Nobel Prize-winning economist Robert Shiller seems to be a friend of financial advisers, at least the good ones.
Mr. Shiller on Wednesday said a lack of good financial advice was one of the problems that led to the financial crisis.
Speaking at a virtual conference hosted by the National Association of Personal Financial Advisors and Forbes, he pointed to the large number of Americans who went into unsupportable debt to buy homes. A good financial adviser wouldn't have let them make those dangerous moves, he said.
“People make better decisions with financial advisers,” Mr. Shiller said.
Mr. Shiller, who won the prize in economic sciences in October for his work suggesting markets are largely driven by human psychology, also said financial advice should be readily available to the masses, not just the wealthy.
It's particularly critical for low- and moderate-income families to get professional advice, he said, likening the need for financial advice with the need for health care.
“Financial advice is much more on par with medical advice,” Mr.

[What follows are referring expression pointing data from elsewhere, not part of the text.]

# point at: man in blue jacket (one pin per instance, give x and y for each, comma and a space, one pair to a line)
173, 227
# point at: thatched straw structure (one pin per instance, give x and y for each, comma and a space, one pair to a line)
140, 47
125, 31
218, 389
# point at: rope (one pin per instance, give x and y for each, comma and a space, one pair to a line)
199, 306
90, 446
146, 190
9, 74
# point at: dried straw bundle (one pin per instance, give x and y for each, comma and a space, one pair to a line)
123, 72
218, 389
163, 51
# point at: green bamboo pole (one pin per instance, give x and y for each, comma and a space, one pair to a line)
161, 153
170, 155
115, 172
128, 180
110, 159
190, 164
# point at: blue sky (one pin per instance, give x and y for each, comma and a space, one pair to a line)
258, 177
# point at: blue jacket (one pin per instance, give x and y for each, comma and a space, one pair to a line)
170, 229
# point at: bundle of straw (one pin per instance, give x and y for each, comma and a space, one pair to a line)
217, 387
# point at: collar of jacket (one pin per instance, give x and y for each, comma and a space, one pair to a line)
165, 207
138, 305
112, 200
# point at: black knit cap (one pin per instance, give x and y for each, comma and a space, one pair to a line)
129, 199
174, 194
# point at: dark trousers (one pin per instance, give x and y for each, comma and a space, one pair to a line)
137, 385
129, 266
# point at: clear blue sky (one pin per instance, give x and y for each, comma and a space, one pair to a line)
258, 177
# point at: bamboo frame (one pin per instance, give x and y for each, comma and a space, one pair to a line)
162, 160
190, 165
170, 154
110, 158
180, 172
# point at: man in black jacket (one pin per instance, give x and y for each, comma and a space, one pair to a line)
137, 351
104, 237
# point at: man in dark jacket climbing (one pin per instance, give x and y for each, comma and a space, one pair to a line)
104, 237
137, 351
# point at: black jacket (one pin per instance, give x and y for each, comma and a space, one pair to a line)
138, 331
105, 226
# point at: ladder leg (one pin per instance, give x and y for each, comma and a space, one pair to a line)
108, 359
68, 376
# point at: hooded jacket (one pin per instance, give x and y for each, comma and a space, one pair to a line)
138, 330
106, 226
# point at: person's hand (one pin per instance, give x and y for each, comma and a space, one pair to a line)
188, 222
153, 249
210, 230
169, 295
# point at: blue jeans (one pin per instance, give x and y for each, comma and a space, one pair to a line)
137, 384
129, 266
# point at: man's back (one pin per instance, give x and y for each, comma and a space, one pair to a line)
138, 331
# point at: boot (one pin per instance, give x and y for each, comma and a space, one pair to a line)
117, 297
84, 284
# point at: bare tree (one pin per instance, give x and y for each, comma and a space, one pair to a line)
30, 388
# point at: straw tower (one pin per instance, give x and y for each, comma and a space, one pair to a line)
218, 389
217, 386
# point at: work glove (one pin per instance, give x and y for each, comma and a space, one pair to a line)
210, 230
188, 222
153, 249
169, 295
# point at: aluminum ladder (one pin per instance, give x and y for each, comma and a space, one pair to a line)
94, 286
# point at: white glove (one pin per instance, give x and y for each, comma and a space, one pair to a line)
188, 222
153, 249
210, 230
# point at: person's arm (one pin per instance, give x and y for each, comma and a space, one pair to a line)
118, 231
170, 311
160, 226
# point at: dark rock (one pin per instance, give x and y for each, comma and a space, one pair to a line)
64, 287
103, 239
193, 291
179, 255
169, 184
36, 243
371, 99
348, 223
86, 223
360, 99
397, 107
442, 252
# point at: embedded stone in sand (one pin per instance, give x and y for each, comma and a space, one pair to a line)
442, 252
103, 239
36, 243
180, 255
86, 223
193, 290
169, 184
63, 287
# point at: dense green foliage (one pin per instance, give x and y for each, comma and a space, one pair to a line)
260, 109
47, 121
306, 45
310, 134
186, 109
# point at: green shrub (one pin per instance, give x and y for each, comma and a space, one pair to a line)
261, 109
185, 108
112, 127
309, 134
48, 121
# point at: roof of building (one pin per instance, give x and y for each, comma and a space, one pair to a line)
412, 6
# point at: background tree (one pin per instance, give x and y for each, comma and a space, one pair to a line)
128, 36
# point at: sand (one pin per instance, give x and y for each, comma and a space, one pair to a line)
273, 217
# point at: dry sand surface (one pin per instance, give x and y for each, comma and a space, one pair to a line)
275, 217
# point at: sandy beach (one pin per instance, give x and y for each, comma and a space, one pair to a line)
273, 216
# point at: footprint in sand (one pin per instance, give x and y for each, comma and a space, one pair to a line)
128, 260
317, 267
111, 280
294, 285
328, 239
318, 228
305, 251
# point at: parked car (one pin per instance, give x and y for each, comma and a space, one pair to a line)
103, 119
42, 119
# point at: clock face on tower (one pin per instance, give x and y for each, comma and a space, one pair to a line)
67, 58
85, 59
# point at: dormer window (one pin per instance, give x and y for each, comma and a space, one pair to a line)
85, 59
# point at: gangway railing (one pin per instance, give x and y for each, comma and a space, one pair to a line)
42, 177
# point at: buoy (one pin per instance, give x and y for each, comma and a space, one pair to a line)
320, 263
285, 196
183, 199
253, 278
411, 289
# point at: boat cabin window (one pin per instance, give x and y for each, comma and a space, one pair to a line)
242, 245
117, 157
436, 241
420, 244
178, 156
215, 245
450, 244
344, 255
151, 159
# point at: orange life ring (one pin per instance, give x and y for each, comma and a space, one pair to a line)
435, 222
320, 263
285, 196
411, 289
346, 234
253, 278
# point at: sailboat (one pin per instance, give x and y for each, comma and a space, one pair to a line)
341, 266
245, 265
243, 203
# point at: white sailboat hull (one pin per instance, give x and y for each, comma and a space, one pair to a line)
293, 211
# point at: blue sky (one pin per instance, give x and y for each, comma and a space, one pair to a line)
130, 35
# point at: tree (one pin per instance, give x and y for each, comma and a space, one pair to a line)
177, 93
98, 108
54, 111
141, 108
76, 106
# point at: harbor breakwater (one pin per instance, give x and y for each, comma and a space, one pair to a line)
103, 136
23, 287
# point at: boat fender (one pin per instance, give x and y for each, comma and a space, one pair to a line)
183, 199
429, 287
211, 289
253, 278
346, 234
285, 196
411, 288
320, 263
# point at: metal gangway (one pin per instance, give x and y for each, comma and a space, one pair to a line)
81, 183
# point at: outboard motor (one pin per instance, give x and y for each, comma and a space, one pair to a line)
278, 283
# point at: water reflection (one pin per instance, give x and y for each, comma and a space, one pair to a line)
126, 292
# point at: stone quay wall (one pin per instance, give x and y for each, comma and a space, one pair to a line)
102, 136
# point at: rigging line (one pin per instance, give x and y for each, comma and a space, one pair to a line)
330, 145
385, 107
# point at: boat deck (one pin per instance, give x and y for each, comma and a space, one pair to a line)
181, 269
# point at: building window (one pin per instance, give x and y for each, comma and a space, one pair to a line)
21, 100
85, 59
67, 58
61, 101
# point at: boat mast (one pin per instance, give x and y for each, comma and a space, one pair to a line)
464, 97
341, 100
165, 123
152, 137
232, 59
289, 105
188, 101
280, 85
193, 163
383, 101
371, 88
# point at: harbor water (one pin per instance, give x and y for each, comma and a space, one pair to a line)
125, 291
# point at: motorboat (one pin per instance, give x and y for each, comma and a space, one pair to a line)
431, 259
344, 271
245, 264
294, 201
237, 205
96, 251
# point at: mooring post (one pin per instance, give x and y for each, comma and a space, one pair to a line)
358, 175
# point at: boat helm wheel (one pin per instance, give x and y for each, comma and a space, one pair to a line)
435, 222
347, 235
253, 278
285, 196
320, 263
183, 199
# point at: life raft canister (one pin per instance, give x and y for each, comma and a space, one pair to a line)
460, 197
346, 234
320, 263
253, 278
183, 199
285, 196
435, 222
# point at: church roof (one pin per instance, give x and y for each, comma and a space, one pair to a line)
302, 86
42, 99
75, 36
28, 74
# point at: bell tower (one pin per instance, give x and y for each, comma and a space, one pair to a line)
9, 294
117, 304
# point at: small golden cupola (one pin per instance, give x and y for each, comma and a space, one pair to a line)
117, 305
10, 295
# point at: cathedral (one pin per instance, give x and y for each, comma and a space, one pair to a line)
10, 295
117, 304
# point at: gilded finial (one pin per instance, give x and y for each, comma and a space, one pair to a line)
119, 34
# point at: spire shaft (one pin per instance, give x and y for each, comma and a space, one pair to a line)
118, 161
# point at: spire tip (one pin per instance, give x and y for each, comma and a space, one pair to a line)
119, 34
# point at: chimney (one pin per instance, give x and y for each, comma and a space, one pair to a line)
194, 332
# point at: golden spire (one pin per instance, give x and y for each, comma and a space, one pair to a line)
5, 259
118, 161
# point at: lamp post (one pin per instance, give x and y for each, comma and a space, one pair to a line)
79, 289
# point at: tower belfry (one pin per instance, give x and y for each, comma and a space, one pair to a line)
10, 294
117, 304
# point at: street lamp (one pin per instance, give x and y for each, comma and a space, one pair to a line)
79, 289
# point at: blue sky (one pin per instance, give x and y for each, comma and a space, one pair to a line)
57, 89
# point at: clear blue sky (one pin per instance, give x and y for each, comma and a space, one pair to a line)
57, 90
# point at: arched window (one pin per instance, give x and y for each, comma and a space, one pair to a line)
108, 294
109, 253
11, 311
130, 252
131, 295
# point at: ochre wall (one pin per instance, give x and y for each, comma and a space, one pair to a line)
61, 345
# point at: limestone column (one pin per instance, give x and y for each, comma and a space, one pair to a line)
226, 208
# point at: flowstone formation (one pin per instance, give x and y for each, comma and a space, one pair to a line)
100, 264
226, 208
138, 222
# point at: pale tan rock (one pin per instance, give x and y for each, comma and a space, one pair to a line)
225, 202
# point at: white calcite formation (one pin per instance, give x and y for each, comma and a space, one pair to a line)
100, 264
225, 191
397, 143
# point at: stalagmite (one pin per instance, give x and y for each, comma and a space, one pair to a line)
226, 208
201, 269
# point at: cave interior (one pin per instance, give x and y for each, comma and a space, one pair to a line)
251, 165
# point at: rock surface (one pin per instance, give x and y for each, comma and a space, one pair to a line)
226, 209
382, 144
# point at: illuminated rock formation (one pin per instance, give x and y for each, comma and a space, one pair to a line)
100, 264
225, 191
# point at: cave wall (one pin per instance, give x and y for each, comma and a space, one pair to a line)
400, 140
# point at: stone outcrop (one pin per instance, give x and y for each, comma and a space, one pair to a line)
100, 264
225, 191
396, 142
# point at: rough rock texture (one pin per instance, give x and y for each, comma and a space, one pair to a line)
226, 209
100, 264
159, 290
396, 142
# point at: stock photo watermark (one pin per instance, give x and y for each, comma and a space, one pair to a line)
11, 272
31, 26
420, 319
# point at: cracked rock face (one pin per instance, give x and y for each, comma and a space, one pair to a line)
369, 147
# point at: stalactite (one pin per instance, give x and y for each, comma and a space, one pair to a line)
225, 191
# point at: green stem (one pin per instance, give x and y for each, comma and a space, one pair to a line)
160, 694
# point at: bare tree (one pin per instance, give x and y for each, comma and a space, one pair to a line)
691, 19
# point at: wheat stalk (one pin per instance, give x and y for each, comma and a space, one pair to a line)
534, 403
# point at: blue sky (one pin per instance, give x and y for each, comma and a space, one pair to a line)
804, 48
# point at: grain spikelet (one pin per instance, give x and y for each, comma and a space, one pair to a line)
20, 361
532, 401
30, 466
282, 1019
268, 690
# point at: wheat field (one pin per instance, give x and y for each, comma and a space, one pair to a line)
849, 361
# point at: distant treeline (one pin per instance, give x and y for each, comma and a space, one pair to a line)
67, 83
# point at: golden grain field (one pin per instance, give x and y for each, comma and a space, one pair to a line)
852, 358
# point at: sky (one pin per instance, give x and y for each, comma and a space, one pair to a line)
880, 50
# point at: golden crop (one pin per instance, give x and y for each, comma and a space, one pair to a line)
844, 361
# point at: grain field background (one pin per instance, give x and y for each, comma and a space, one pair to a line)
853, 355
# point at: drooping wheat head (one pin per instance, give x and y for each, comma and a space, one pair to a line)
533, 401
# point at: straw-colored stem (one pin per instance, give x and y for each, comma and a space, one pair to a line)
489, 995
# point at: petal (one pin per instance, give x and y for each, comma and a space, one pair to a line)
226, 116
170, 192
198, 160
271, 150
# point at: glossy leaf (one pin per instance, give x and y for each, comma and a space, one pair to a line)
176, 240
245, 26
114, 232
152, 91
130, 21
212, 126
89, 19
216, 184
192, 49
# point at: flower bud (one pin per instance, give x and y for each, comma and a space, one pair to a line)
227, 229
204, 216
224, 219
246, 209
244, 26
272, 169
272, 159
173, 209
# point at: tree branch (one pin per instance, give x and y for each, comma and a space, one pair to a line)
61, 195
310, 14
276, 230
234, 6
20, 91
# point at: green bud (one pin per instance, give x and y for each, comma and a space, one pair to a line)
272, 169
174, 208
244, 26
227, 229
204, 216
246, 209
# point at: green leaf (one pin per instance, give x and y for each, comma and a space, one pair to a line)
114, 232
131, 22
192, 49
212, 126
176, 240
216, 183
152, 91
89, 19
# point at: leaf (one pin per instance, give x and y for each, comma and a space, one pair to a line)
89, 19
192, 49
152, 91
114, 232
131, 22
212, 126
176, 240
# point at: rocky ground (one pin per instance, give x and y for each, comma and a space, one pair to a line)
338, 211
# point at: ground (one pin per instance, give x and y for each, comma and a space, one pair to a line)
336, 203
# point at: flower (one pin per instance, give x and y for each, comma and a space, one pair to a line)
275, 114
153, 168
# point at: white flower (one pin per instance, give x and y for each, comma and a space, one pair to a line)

Shiller said. “People who have needs will spend a lot of money on both.”
He even went so far as to suggest that professional financial advice is a service that should be made available to those without the resources to pay for it, through a Medicaid-type approach.
Mr. Shiller said the government should compensate advisers who help lower-income people with financial problems. He also criticized the current system that offers a tax deduction for some investment costs as “subsidizing the wealthy,” because low-income Americans don't itemize deductions on their annual taxes.
“Instead, make it a refundable credit so that it can come back to everyone,” Mr. Shiller said.
During the hour-long interview, the economist also reprimanded advisers who aren't willing to tell clients that they are making financial mistakes for fear they could lose the client. Mr. Shiller, who predicted both the dot.com and the housing bubbles, acknowledged that “investor overconfidence” can put advisers in a tough spot.
“People don't like to be told they are wrong,” he said.
Mr. Shiller even suggested that “if financial advisers had infinite time,” they should pursue a second degree in psychology so they could better manage behavioral tendencies that lead some clients to make poor financial and investing decisions.